Abstract
Introduction:
Attention-Deficit Hyperactivity Disorder (ADHD) is a prevalent neurodevelopmental condition characterized by enduring patterns of inattention, impulsivity, and hyperactivity, with considerable variability in cognitive and developmental outcomes across individuals1. This study compared the cognitive profiles of children with ADHD and typically developing children (TDC) using the Wechsler Intelligence Scale for Children–Fourth Edition (WISC-IV).
Materials and Methods:
Fifty-one children (26 with ADHD, 25 TDC; age range 7–13 years 11 months) were assessed on domains such as Verbal Comprehension, Perceptual Reasoning, Working Memory and Processing Speed. Non-parametric Mann–Whitney U tests were conducted to examine differences in WISC-IV subtest scores and Full-Scale Intelligence Quotient (FSIQ) between the groups. Demographic variables (sex, family type, and socio-economic status) were also examined.
Results:
Children with ADHD showed significantly lower FSIQ (Mdn = 92.5) than TDC (Mdn = 103; U = 128.50, p < .001, r = .60). Pronounced deficits were evident in Working Memory subtests (Digit Span: r = .90; Letter-Number Sequencing: r = .99). Significant differences also emerged on Picture Concepts (p = .03), Matrix Reasoning (p = .002), and unexpectedly Symbol Search, on which the ADHD group scored higher (Mdn = 11.5 vs. 9, p = .002, r = .49). No significant differences were found for sex, family type, or socio-economic status on FSIQ.
Discussion:
The findings reveal a distinct cognitive profile in Indian children with ADHD characterized by severe working-memory deficits and relative preservation of verbal comprehension, alongside novel observations on perceptual reasoning and processing-speed subtests. These domain-specific impairments have important implications for designing targeted, culturally responsive interventions.
Keywords
Background
Attention-Deficit Hyperactivity Disorder (ADHD) is a prevalent neurodevelopmental condition that is characterized by enduring patterns of inattention, impulsivity, and hyperactivity, with considerable variability in cognitive and developmental outcomes across individuals. 1 Beyond its hallmark behavioral symptoms, ADHD is increasingly recognized for its complex cognitive profile, notably encompassing deficits in executive functioning, Working Memory (WMI), and Processing Speed (PSI). 2
The International Classification of Diseases, 10th Revision, emphasizes the importance of characterizing functional impairments and developmental profiles in neurodevelopmental disorders, comprehensive cognitive assessment has become central to both diagnostic formulation and intervention planning. Among available tools, the Wechsler Intelligence Scale for Children-IV (WISC-IV) remains the most widely utilized instrument for assessing cognitive functioning in school-aged children. By restructuring intelligence assessment into four distinct indexes: Verbal Comprehension (VCI), Perceptual Reasoning (PRI), WMI, and PSI, the WISC-IV provides a more nuanced and clinically informative portrait of cognitive strengths and vulnerabilities. 3
Prior research suggests that children with ADHD often demonstrate a distinct cognitive signature on the WISC-IV, marked by relative weaknesses in WMI and PSI when compared to their verbal and PRI abilities.4,5 Nonetheless, findings across studies have been mixed, underscoring the need for further research that carefully accounts for sample characteristics, cultural contexts, and comorbid conditions.

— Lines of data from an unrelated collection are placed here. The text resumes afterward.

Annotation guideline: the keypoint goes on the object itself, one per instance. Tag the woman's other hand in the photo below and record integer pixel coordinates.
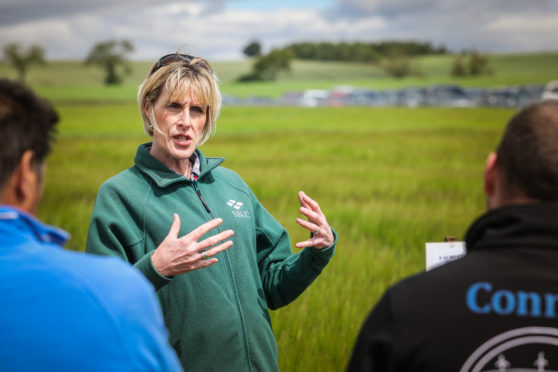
(322, 236)
(178, 255)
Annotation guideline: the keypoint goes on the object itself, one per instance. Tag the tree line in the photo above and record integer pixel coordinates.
(394, 57)
(361, 52)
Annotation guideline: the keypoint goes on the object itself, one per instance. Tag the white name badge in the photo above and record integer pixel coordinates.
(440, 253)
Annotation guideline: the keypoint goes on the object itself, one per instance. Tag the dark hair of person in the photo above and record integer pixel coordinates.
(27, 122)
(528, 153)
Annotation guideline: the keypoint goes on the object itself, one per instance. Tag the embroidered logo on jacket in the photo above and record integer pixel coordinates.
(237, 213)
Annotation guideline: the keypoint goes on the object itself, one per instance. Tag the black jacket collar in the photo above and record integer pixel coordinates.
(515, 225)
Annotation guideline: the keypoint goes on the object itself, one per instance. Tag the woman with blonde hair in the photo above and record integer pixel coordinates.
(215, 295)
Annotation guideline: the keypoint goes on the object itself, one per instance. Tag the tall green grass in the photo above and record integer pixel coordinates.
(388, 180)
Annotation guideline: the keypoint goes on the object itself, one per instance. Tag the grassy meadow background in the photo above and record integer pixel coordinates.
(388, 179)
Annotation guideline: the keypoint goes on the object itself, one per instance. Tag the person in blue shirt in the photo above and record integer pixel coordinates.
(62, 310)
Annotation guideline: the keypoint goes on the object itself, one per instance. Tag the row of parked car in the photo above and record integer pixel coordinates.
(433, 95)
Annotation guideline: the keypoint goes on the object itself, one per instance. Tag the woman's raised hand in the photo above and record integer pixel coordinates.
(322, 236)
(178, 255)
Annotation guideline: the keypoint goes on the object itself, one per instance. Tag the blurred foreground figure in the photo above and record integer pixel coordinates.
(62, 310)
(496, 308)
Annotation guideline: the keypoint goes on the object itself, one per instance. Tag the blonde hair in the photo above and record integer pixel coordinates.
(184, 74)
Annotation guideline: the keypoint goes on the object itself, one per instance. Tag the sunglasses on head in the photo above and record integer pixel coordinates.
(173, 58)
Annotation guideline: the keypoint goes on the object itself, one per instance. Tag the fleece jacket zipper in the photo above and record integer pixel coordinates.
(233, 284)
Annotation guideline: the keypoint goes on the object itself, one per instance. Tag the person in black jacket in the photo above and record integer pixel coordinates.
(495, 309)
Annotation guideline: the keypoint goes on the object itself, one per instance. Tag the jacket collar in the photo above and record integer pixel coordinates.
(164, 176)
(19, 222)
(527, 225)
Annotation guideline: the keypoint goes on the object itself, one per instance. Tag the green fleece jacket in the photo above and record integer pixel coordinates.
(217, 317)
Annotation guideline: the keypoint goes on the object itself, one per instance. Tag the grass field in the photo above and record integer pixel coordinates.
(388, 180)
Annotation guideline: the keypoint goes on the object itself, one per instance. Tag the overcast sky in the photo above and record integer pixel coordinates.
(219, 29)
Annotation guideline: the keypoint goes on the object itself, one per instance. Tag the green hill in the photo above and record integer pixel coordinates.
(72, 80)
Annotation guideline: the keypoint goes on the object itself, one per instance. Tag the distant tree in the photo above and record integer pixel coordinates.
(397, 64)
(112, 57)
(478, 64)
(458, 68)
(269, 66)
(253, 49)
(21, 59)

Mapping the cognitive profiles of children with ADHD, particularly in comparison to those of typically developing children (TDC), is critical for advancing our understanding of ADHD’s neurocognitive underpinnings and for informing individualized educational and clinical interventions. Previous work on autism spectrum disorders, for instance, has demonstrated that WISC-IV profiles can meaningfully capture neurodevelopmental cognitive differences when analyzed with attention to test structure and subgroup characteristics. 6 These findings highlight the potential value of extending a similarly detailed, contextually informed exploration to the domain of ADHD.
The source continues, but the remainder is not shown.